Materials and Methods

Participation

            Recruitment was done through the AFTE website, announcements by FBI personnel at forensic meetings, and emails through an email list. The participants were told that they would remain anonymous to protect the participants from any risk. Overall (270) responded, but later it was decided that FBI employees could not participate to eliminate any bias, which brought the total to (256) participants. By the end of the study only (173) examiners returned their evaluations and were active in the study. Only (80) examiners returned all six mailings of test packets. The dropout rate was due to the examiners’ response of having an inadequate amount of time to complete the study along with their casework.

Sample Creation

            For expended casings: (10) Jimenez, (1) Bryco (that replaced a failed Jimenez), and (27) Beretta firearms were used. (23) Berettas were new and were selected in groups of 4 or 5 that were consecutively produced using the same broach at different periods in the life of the broach. All firearms had a break-in period and were cleaned throughout the testing. Steel Poylformance 9mm ammunition was used due to poor reproducibility of individual characteristics, which would increase the difficulty of the study. The expended bullet samples were created using (11) Ruger and (27) Beretta firearms.

Test Set Creation

            Each test packet consisted of (30) comparison sample sets that were made up of (15) comparisons of (2) knowns to (1) questioned expended cartridge case and (15) comparisons of (2) knowns to (1) questioned expended bullet. The expended cartridge case comparisons consisted of (5) sets of Jimenez and (10) sets of Beretta produced expended casings. The expended bullet comparisons sets consisted of  (5) sets of Ruger and (10) sets of Beretta expended bullets. The ratio of known same-source firearms to known different-source firearms was approximately 1:2 for both expended casings and bullet sets but varied among test packets. Each set was an independent examination that was not related to the other sets. These sets are open because there was not a match for every questioned sample.

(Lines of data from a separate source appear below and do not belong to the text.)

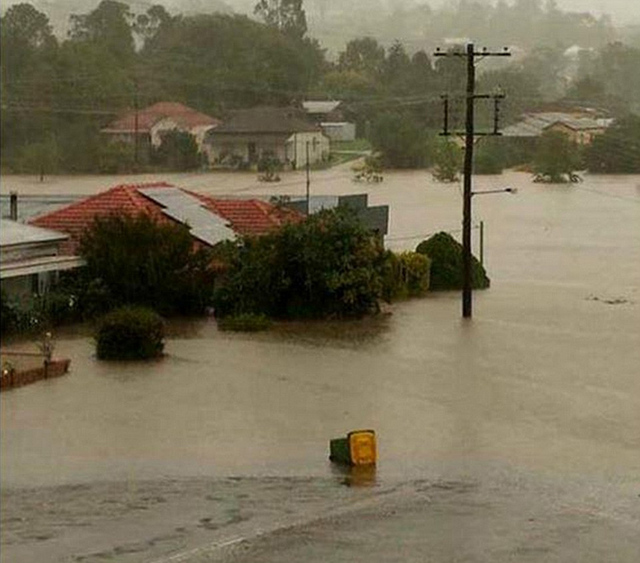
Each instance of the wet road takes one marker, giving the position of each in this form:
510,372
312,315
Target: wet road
544,382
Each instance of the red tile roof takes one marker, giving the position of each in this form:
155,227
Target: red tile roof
246,217
184,116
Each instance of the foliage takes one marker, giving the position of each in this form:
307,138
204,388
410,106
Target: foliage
556,159
617,150
245,322
446,264
448,161
269,165
286,16
326,266
402,141
178,150
130,333
405,275
141,261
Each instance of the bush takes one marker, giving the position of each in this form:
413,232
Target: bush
446,264
244,323
130,333
326,266
134,259
406,275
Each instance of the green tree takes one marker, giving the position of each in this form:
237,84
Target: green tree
144,262
109,25
287,16
617,150
178,150
130,333
402,141
364,55
557,158
445,254
326,266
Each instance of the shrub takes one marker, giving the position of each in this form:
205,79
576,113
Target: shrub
134,259
446,264
405,275
326,266
245,322
130,333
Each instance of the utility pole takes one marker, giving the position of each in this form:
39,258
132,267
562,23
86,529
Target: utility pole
135,126
308,179
470,54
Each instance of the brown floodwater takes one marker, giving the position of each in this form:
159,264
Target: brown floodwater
544,379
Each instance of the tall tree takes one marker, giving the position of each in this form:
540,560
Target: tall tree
287,16
109,25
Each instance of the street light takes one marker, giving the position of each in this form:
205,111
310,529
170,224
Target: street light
466,248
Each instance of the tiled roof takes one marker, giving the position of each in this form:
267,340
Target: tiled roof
245,217
184,116
534,124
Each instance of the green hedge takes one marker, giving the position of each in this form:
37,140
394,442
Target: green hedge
446,263
130,333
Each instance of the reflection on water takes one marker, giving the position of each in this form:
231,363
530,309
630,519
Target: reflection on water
545,377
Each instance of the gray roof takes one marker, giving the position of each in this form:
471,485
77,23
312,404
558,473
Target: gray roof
534,124
13,234
189,210
320,106
265,120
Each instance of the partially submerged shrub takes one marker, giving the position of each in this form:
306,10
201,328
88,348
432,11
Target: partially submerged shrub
406,275
244,323
130,333
446,263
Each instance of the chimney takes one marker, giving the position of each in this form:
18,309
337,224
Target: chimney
13,206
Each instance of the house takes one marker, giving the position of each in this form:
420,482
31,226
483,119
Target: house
580,128
375,218
330,116
31,259
249,135
210,220
150,123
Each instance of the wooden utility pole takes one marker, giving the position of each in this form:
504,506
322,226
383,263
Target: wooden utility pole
469,135
308,179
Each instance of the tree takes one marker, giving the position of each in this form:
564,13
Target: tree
109,25
326,266
402,141
130,333
617,150
178,150
446,264
364,55
144,262
286,16
556,159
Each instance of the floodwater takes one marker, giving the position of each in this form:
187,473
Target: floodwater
545,379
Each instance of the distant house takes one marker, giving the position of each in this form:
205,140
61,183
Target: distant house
579,128
330,116
150,123
210,220
249,135
30,259
375,218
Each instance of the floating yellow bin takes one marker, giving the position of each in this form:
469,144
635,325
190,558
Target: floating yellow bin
358,448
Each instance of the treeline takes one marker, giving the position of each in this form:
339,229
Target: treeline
57,94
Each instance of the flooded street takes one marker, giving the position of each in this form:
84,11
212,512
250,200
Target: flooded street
542,384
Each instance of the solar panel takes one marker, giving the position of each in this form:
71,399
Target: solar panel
189,210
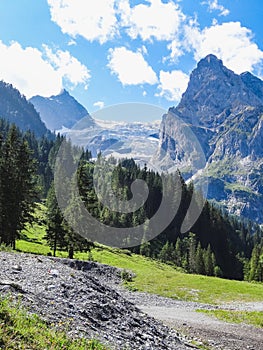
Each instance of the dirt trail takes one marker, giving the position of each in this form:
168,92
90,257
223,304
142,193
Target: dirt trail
202,329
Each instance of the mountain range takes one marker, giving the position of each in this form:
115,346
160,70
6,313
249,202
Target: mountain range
16,109
60,111
225,112
215,133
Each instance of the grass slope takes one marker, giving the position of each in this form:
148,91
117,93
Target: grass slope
151,276
254,318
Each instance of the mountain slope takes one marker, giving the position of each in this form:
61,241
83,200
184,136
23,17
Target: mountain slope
225,112
16,109
60,111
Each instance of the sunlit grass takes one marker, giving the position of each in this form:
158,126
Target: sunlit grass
254,318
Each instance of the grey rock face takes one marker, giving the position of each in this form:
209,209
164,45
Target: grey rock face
225,112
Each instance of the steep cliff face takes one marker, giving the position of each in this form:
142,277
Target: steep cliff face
224,111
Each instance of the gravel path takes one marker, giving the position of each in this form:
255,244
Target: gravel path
76,296
198,327
88,299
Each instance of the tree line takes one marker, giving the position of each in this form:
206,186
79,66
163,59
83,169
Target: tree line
217,244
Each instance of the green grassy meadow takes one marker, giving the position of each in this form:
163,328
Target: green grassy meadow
151,276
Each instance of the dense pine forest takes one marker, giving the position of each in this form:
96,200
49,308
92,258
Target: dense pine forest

            The samples were designated so that the researchers would know if they were fired in the early, middle, or late test firing. This was done to be able to look at the effect of the test firing order on the error rate. Samples from different manufacturing intervals were also marked so that the effect can be seen in the error rate.

            The packets were randomized when received with the results so that they can be redistributed. The test packets would have to be sent back to the examiner to be tested for repeatability and then sent out again to a different examiner to be tested for reproducibility. The randomization of the same packet helped to ensure that the examiners would not be able to identify any trends when receiving the test packet.

Results

Accuracy

            A total of (4320) expended bullet examinations and (4320) expended casing set examinations were performed. For expended bullet comparisons (20) were a false identification (ID) with an error rate of 0.70% and (41) were a false elimination with an error rate of 2.92%. For expended casings (26) were a false ID with an error rate of 0.92% and (25) were a false elimination with an error rate of 1.76%. Out of (173) examiners (34) examiners made a hard error in expended bullet comparisons. Out of (173) examiners (36) examiners made a hard error in expended casings comparisons. A chi-square test determined that the probabilities associated with each conclusion are not the same for each examiner. The error rate (Point Estimate) with 95% confidence was calculated to be the following: Expended casings false positive 0.933% and false negative 1.87%, and expended bullets false positive 0.656% and false negative 2.87%.

Repeatability

            The results are laid out to show errors when an examiner changed his/her initial answer. This would mean that the examiner changed their answer from one inconclusive option to another, or between an inconclusive option to the ground truth, it would be marked as an error. Below I will summarize the charts by neglecting the switches explained above and only including hard errors. Hard errors would be switching the answer from an elimination to an identification or visa versa. For expended bullet matching sets (8) comparisons went from ground truth ID to false elimination and (8) comparisons went from false elimination to ground truth ID. For expended bullets nonmatching sets (1) comparison went from ground truth elimination to a false ID and (6) comparisons went from a false ID to ground truth elimination. For expended casings matching sets (5) comparisons went from ground truth ID to a false elimination and (1) comparison went from a false elimination to a ground truth ID. For expended casings nonmatching sets (2) comparisons went from ground truth elimination to a false ID and (2) comparisons went from a false identification to a ground truth elimination.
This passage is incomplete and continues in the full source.